Some details from the site:
WP-Cache is an extremely efficient WordPress page caching system to make your site much faster and responsive. It works by caching Worpress pages and storing them in a static file for serving future requests directly from the file rather than loading and compiling the whole PHP code and then building the page from the database. WP-Cache allows to serve hundred of times more pages per second, and to reduce the response time from several tenths of seconds to less than a millisecond.
WP-Cache started from the “Staticize Reloaded” by matt and billzeller. Most of their recommendations also apply to WP-Cache. Current version, WP-Cache2, is a huge improvement over previous versions of WP-Cache.

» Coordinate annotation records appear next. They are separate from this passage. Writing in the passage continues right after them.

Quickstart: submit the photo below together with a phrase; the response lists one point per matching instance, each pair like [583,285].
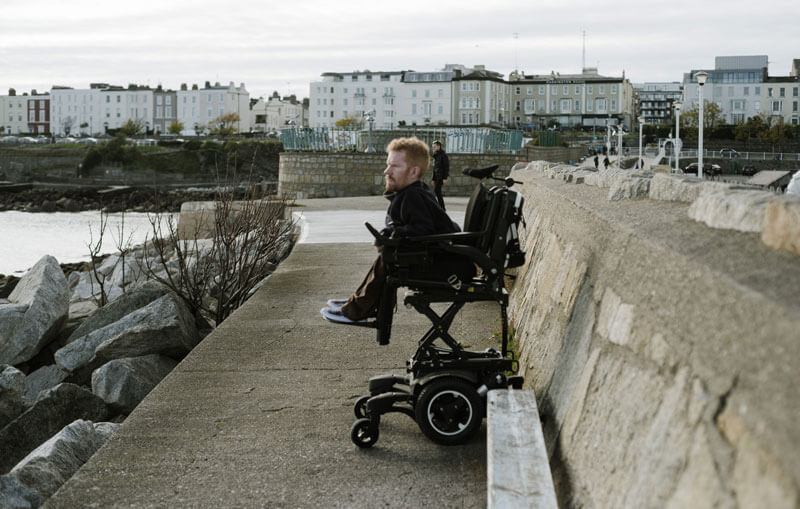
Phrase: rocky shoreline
[118,199]
[71,372]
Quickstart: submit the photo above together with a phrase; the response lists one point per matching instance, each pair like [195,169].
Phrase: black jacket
[441,165]
[414,211]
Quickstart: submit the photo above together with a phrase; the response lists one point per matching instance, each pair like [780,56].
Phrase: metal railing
[456,140]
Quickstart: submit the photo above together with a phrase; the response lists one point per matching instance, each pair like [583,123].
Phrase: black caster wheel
[360,408]
[363,434]
[448,410]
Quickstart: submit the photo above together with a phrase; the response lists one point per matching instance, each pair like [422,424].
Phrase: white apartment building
[14,113]
[654,101]
[405,98]
[99,108]
[198,108]
[735,84]
[276,112]
[425,98]
[575,100]
[353,95]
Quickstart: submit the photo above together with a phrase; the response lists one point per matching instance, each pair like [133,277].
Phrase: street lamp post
[639,162]
[701,77]
[677,145]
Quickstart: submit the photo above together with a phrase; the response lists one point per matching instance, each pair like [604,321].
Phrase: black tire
[362,433]
[448,410]
[360,408]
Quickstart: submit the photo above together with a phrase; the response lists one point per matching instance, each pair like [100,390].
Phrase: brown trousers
[364,301]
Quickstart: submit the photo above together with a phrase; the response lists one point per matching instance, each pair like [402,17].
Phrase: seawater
[26,237]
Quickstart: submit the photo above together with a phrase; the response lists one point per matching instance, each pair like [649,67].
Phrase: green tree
[175,128]
[132,127]
[225,125]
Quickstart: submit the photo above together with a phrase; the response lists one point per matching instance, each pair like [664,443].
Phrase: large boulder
[42,379]
[51,464]
[53,409]
[12,387]
[164,326]
[123,383]
[37,308]
[135,299]
[15,495]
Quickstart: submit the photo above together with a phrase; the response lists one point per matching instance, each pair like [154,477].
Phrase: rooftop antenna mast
[583,58]
[516,37]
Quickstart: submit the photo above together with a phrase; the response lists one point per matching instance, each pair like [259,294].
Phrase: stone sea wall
[658,321]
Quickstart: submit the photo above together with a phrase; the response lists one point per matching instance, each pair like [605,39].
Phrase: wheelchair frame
[446,386]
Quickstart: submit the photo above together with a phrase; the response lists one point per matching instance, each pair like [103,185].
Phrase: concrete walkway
[259,414]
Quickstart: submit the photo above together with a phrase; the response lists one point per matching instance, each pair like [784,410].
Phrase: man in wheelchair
[422,250]
[413,211]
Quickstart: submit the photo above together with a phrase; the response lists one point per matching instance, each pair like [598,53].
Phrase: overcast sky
[283,46]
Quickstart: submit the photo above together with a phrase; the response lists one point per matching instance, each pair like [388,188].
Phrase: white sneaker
[335,315]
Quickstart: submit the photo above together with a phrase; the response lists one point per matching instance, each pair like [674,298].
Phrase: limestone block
[731,208]
[53,409]
[164,326]
[51,464]
[123,383]
[15,495]
[675,188]
[626,188]
[616,318]
[131,301]
[42,379]
[12,386]
[39,306]
[782,224]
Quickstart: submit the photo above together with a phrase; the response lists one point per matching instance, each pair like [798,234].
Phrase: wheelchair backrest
[496,212]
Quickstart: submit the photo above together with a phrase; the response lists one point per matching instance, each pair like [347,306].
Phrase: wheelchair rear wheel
[448,410]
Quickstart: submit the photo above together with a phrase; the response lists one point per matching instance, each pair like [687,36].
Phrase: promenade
[259,414]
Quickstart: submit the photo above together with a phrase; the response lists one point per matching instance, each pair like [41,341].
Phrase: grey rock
[123,383]
[15,495]
[42,379]
[129,302]
[164,326]
[629,188]
[52,410]
[731,208]
[51,464]
[12,385]
[37,308]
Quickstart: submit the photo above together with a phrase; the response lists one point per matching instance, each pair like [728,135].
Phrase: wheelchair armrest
[381,239]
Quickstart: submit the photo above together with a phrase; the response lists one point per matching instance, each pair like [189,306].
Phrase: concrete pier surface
[259,414]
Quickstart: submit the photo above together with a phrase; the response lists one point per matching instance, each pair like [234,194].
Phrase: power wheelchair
[446,386]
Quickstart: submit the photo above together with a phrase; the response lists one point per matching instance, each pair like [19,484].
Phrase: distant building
[571,100]
[276,112]
[14,111]
[409,98]
[38,113]
[165,110]
[654,101]
[199,108]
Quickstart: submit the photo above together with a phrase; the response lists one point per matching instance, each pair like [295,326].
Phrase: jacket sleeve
[415,218]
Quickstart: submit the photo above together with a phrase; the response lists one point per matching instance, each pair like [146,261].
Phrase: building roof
[769,177]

There are other options though, as Donncha has built Super Cache, a series of modifications to WP-Cache 2. It continues to add new features, as well as fixing some things that weren’t necessarily perfect in the last version of WP-Cache 2, and has already had a 0.2 release put out which many WordPress fans are enjoying.

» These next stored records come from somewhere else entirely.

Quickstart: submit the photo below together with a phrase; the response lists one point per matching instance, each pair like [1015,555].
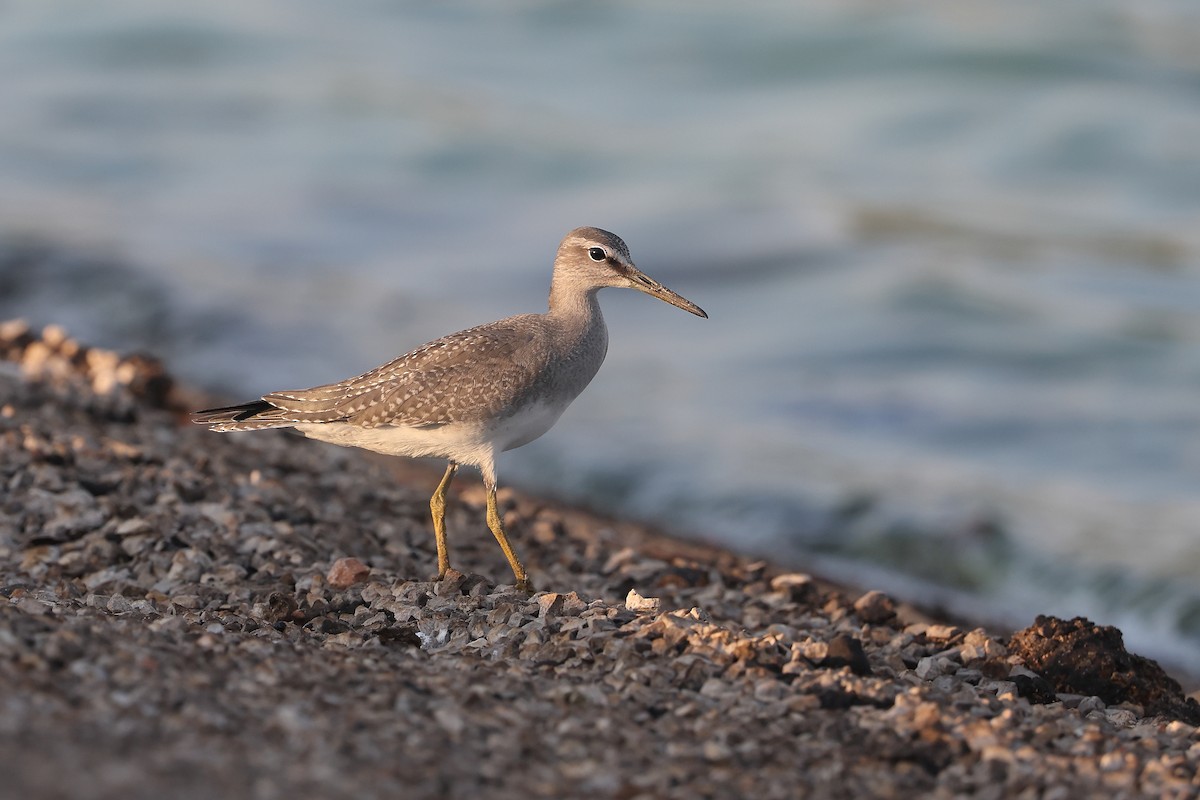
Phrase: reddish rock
[346,572]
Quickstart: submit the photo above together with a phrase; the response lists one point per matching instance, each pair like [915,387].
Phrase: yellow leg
[438,509]
[497,528]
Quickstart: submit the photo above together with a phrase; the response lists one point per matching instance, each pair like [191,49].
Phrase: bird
[469,396]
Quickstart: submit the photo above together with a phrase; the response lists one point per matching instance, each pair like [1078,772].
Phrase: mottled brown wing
[465,377]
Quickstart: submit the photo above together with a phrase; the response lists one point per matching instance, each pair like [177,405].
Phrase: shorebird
[469,396]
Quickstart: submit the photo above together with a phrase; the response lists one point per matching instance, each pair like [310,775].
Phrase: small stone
[875,607]
[797,585]
[636,602]
[847,651]
[941,632]
[550,603]
[929,667]
[346,572]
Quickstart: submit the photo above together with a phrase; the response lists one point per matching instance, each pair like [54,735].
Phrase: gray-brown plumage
[471,395]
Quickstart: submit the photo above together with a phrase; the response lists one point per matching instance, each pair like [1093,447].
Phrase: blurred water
[951,252]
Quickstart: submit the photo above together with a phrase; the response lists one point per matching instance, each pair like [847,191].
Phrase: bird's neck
[573,307]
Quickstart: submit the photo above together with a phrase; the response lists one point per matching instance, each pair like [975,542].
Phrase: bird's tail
[247,416]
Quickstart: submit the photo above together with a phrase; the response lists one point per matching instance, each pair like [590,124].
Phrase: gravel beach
[195,615]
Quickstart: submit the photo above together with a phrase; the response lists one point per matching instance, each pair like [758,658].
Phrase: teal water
[951,253]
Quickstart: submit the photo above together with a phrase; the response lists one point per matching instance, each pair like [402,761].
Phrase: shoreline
[192,615]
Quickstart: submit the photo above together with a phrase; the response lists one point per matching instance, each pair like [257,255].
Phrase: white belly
[463,443]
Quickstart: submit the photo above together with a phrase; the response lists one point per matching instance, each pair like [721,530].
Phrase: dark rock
[1080,657]
[847,651]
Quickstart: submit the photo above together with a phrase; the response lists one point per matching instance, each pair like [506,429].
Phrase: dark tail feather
[231,414]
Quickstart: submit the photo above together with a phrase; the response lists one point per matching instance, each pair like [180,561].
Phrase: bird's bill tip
[657,289]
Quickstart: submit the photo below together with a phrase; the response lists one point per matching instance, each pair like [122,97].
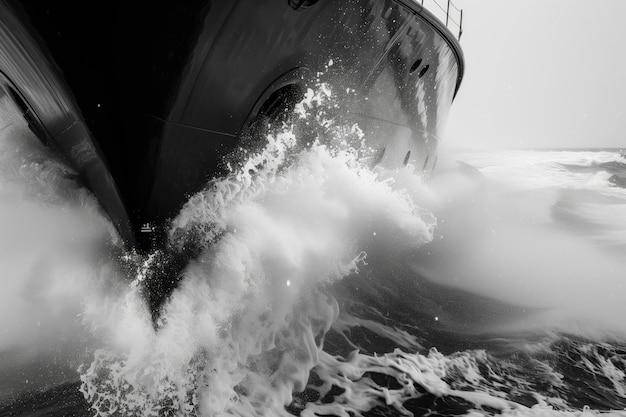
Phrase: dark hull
[166,91]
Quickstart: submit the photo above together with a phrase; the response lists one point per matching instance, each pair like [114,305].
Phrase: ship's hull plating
[166,91]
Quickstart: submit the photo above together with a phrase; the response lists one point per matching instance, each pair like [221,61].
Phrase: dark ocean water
[324,288]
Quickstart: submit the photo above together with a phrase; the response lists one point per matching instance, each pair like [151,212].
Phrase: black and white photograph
[313,208]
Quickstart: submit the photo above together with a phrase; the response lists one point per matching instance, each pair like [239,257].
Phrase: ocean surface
[323,287]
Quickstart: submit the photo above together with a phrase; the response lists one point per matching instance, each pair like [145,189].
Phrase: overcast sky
[541,73]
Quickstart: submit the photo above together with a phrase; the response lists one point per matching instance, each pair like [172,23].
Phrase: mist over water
[529,231]
[321,285]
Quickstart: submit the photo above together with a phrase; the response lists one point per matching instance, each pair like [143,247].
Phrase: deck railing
[446,11]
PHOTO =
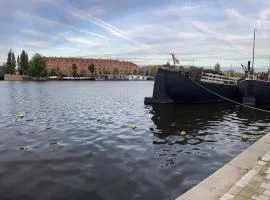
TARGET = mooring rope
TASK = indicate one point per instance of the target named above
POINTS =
(227, 99)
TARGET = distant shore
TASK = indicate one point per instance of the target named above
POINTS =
(9, 77)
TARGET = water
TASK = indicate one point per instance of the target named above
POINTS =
(60, 151)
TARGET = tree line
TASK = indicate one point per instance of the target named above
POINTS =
(35, 67)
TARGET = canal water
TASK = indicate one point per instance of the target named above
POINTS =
(59, 150)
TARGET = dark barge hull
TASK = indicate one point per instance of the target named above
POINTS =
(257, 90)
(174, 87)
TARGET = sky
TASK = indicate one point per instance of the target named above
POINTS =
(202, 32)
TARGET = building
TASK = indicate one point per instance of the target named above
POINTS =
(102, 66)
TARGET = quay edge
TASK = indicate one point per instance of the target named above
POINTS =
(217, 184)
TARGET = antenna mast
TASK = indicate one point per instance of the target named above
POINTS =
(252, 69)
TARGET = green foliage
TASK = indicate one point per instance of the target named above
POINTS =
(217, 67)
(83, 73)
(3, 70)
(74, 70)
(24, 63)
(11, 62)
(115, 71)
(37, 66)
(18, 61)
(91, 68)
(135, 72)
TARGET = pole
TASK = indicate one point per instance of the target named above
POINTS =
(253, 52)
(173, 59)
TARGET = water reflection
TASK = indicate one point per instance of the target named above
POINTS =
(60, 151)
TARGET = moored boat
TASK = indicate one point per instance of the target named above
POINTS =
(192, 85)
(253, 89)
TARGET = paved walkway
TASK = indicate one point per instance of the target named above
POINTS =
(254, 185)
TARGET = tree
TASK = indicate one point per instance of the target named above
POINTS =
(11, 62)
(18, 62)
(3, 69)
(115, 71)
(74, 70)
(37, 66)
(24, 63)
(217, 67)
(91, 68)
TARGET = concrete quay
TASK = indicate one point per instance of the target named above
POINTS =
(245, 177)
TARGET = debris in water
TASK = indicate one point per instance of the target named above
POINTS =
(133, 126)
(244, 137)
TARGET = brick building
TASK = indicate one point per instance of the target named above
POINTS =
(102, 66)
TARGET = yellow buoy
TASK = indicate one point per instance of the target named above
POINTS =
(183, 133)
(21, 115)
(244, 137)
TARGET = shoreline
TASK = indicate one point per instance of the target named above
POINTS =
(217, 184)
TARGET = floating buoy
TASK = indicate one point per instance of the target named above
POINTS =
(244, 137)
(133, 126)
(21, 115)
(183, 133)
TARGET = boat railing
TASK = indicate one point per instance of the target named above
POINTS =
(218, 79)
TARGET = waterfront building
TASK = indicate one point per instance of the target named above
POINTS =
(102, 66)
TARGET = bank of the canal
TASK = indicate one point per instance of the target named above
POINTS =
(244, 177)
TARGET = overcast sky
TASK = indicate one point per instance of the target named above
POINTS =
(142, 31)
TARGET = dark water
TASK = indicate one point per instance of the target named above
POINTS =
(60, 150)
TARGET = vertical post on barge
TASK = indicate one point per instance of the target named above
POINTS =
(252, 69)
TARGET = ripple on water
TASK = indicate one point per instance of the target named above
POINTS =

One feature that stood out to me was that Super Cache will only create a new cache file for a post, if a comment is not marked as spam by Akismet. I think this is brilliant and makes complete sense, and will only serve to help continue to make WordPress blogs as efficient as possible in their performance.
Super Cache, on release, did make it to the Digg front page, but unfortunately, it didn’t attract the full on “Digg-effect”, and as such didn’t give Super Cache the initial test we were all hoping for, but Donncha’s results are still very impressive. Check it out on his blog, Ocaoimh.ie.

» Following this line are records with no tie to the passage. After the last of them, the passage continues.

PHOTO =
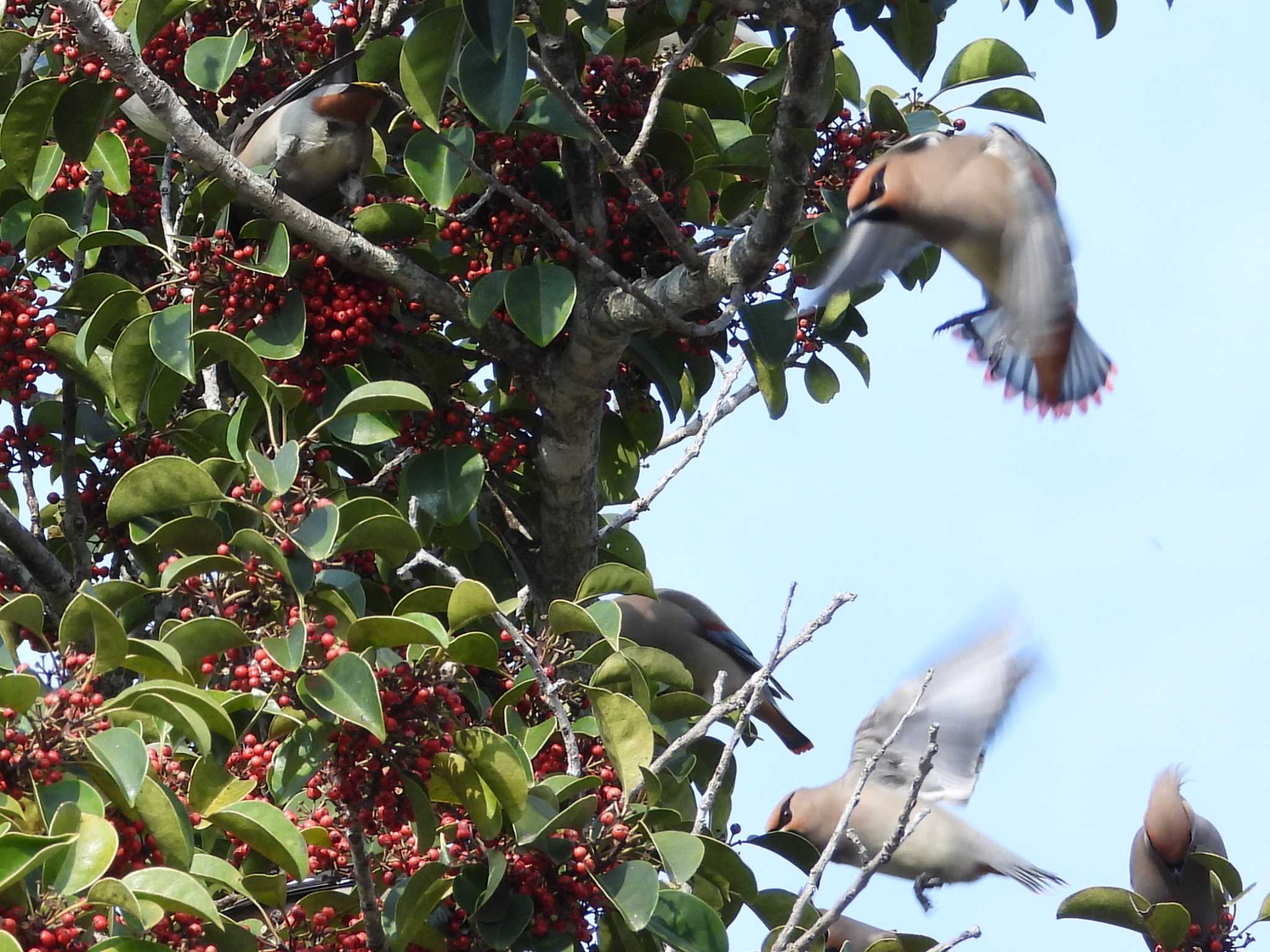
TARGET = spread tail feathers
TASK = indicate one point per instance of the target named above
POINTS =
(790, 736)
(1076, 380)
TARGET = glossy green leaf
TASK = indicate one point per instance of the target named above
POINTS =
(1010, 100)
(491, 22)
(427, 59)
(492, 89)
(282, 335)
(626, 731)
(211, 61)
(446, 483)
(159, 485)
(633, 889)
(267, 831)
(539, 300)
(686, 923)
(349, 690)
(433, 167)
(173, 890)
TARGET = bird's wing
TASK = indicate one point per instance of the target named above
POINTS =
(321, 76)
(968, 697)
(1038, 286)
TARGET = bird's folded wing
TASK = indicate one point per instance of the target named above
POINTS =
(968, 697)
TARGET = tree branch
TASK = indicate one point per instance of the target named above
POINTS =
(840, 831)
(546, 687)
(756, 683)
(711, 791)
(342, 244)
(368, 902)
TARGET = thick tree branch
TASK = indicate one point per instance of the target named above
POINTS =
(371, 920)
(342, 244)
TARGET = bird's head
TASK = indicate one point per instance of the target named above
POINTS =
(1169, 822)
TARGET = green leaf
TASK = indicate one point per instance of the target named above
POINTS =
(25, 127)
(687, 923)
(122, 754)
(433, 167)
(169, 339)
(282, 335)
(394, 631)
(910, 32)
(539, 300)
(88, 857)
(445, 482)
(821, 381)
(492, 89)
(316, 534)
(277, 253)
(771, 327)
(633, 889)
(267, 831)
(427, 59)
(883, 113)
(709, 89)
(469, 602)
(173, 890)
(213, 787)
(981, 61)
(1010, 100)
(23, 852)
(111, 156)
(497, 763)
(159, 485)
(491, 22)
(349, 690)
(211, 61)
(626, 731)
(681, 853)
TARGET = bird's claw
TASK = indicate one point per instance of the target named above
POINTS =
(925, 881)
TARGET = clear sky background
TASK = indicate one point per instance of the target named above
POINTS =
(1132, 542)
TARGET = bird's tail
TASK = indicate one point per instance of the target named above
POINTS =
(790, 736)
(1070, 377)
(1032, 876)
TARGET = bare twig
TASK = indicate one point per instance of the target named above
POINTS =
(738, 699)
(370, 903)
(711, 791)
(972, 933)
(644, 196)
(642, 505)
(549, 690)
(74, 522)
(840, 831)
(654, 103)
(902, 831)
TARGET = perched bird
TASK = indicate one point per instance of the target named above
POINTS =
(860, 935)
(990, 202)
(1158, 866)
(315, 134)
(687, 627)
(968, 697)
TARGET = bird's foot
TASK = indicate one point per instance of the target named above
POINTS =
(964, 324)
(925, 881)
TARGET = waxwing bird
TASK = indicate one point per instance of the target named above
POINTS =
(315, 134)
(968, 697)
(1160, 870)
(860, 935)
(686, 627)
(990, 202)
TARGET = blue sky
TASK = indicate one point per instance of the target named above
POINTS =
(1130, 542)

As for other caching tools, there is FeedCache, which will cache your RSS feeds, Cache Images, which takes images you have linked to that are not on your site and copies them to your own content folder, and there are many others depending on the task you want to compete.
Other measures you can take
Using a WordPress plugin isn’t the only thing you can do to reduce the server strain that your site creates. You can also remove some of the graphics you are currently using, to make the page’s file size smaller. One of my favorite ways to do this would be to change the print stylesheet into the default stylesheet during high traffic times. This will allow you to continue to feature your content, and images relevant to the post, but remove most other elements.
If the choice is between having a fancy design or keeping your site up, I am sure you would rather keep your site up. To accomplish this, you can create your own print stylesheet, or use a plugin like WP Print and change the header.php to use the stylesheet that comes with the plugin during high traffic loads.
Donncha also recommends a server application called Xcache.
For maximum performance, download Xcache and install it. The Xcache WordPress plugin uses Xcache to cache data structures and makes WordPress much faster, even if you don’t use any other caching tool.
To use Xcache though, you would have to have the ability to install things on your hosting server, or if you politely ask your host, maybe they will install it for you, but this is not something that most places will allow you to use. I still wanted to include it though as an option though, as I continually hear how great it is at reducing server load.
Getting to the front page of any popular website can mean huge amounts of traffic, but if you are not prepared, it will all be wasted as people are brought to an error page. I highly recommend that those using WordPress, or any software that doesn’t used static files to display content, research caching options for your sites, as you never know when you will need it.
And try to remember that it is not just your hosts fault when your site goes down due to a huge burst of traffic.